This method performs the integration for its side effects.

Return type:

None

Notes

The kernel prepares array views, queues allocations, and executes the device loop on each chunked workload. Shared-memory demand may reduce the block size automatically, emitting a warning when the limit drops below a warp.

property sample_summaries_every: float

Interval between summary metric samples from the loop.

property save_every: float | None

Interval between saved samples from the loop, or None if save_last only.

property save_time: float

Elapsed time spent saving outputs during integration.

property saved_observable_indices: Any

Indices of saved observable variables.

property saved_state_indices: Any

Indices of saved state variables.

set_cache_dir(path: str | Path) None[source]

Set a custom cache directory for compiled kernels.

Parameters:

path – New cache directory path. Can be absolute or relative.

property shared_memory_bytes: int

Shared-memory footprint per run for the compiled kernel.

property shared_memory_elements: int

Number of precision elements required in shared memory per run.

property shared_memory_needs_padding: bool

Indicate whether shared-memory padding is required.

Returns:

True when a four-byte skew reduces bank conflicts for single precision.

Return type:

bool

Notes

Shared memory load instructions for float64 require eight-byte alignment. Padding in that scenario would misalign alternate runs and trigger misaligned-access faults, so padding only applies to single precision workloads where the skew preserves alignment.

property state: Any

Host view of saved state trajectories.

property state_summaries: Any

Host view of state summary reductions.

property status_codes: Any

Host view of integration status codes.

property stream: Any

CUDA stream used for kernel launches.

property stream_group: str

Stream group label assigned by the memory manager.

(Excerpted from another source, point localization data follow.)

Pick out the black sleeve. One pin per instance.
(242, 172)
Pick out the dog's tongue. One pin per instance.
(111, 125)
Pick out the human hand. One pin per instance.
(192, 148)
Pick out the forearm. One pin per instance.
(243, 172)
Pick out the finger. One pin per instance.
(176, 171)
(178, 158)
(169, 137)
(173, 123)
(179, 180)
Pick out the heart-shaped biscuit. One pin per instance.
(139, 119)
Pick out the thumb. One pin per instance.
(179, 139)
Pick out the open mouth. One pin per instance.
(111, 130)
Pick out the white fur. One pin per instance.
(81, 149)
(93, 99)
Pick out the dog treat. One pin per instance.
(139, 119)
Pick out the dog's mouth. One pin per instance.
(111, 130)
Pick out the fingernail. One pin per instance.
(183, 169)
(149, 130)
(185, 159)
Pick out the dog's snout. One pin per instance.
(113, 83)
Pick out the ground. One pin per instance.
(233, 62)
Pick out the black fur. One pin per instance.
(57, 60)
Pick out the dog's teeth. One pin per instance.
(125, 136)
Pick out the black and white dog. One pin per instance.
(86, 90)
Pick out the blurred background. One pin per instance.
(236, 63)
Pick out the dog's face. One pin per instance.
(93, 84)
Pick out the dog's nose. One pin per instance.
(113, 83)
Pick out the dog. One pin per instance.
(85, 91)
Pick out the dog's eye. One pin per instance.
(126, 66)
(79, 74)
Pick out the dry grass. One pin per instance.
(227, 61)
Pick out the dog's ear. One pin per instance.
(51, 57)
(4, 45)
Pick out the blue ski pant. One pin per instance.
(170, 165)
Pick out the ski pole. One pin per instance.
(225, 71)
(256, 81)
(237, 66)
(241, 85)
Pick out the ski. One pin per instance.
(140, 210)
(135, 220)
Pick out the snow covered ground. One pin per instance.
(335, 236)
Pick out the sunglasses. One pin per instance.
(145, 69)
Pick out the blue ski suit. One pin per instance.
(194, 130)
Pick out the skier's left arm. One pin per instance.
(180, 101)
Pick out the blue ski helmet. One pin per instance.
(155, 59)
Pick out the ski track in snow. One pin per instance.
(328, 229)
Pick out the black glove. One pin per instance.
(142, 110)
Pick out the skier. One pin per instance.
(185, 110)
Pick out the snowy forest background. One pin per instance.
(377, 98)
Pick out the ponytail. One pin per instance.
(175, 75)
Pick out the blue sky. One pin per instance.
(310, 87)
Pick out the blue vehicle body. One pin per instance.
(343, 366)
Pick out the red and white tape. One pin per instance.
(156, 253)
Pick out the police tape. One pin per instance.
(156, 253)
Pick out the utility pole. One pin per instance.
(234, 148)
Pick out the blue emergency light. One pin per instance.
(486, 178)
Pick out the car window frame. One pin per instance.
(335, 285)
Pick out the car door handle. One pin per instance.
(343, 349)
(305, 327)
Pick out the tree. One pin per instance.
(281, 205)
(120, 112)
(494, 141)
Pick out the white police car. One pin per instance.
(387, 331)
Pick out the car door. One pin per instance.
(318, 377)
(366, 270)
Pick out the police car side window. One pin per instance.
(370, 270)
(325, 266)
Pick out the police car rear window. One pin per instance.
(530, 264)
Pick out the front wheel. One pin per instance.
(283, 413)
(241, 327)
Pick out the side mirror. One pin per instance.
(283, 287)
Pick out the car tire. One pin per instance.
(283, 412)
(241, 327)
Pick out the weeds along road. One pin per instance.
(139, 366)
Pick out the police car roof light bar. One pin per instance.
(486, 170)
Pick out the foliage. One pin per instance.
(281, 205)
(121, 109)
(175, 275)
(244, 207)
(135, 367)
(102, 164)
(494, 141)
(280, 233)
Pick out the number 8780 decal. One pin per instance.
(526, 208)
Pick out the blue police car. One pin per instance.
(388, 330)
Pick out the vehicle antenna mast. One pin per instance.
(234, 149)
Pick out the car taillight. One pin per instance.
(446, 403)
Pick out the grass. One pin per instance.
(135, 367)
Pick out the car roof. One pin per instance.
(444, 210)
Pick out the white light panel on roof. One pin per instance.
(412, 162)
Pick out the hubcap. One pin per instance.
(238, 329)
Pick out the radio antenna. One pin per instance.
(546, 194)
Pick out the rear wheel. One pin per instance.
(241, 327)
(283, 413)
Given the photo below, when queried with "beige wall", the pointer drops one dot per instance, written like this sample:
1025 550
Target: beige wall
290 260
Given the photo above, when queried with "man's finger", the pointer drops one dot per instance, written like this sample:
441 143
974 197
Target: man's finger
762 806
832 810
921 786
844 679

property summaries_length: int

Number of complete summary intervals across the integration window.

Delegates to SingleIntegratorRun.summaries_length() with the current duration.

property summarise_every: float | None

Interval between summary reductions from the loop

property summarised_observable_indices: Any

Indices of summarised observable variables.

property summarised_state_indices: Any

Indices of summarised state variables.

property summary_legend_per_variable: Any

Legend entries describing each summarised variable.

property summary_unit_modifications: Any

Unit modifications for each summarised variable.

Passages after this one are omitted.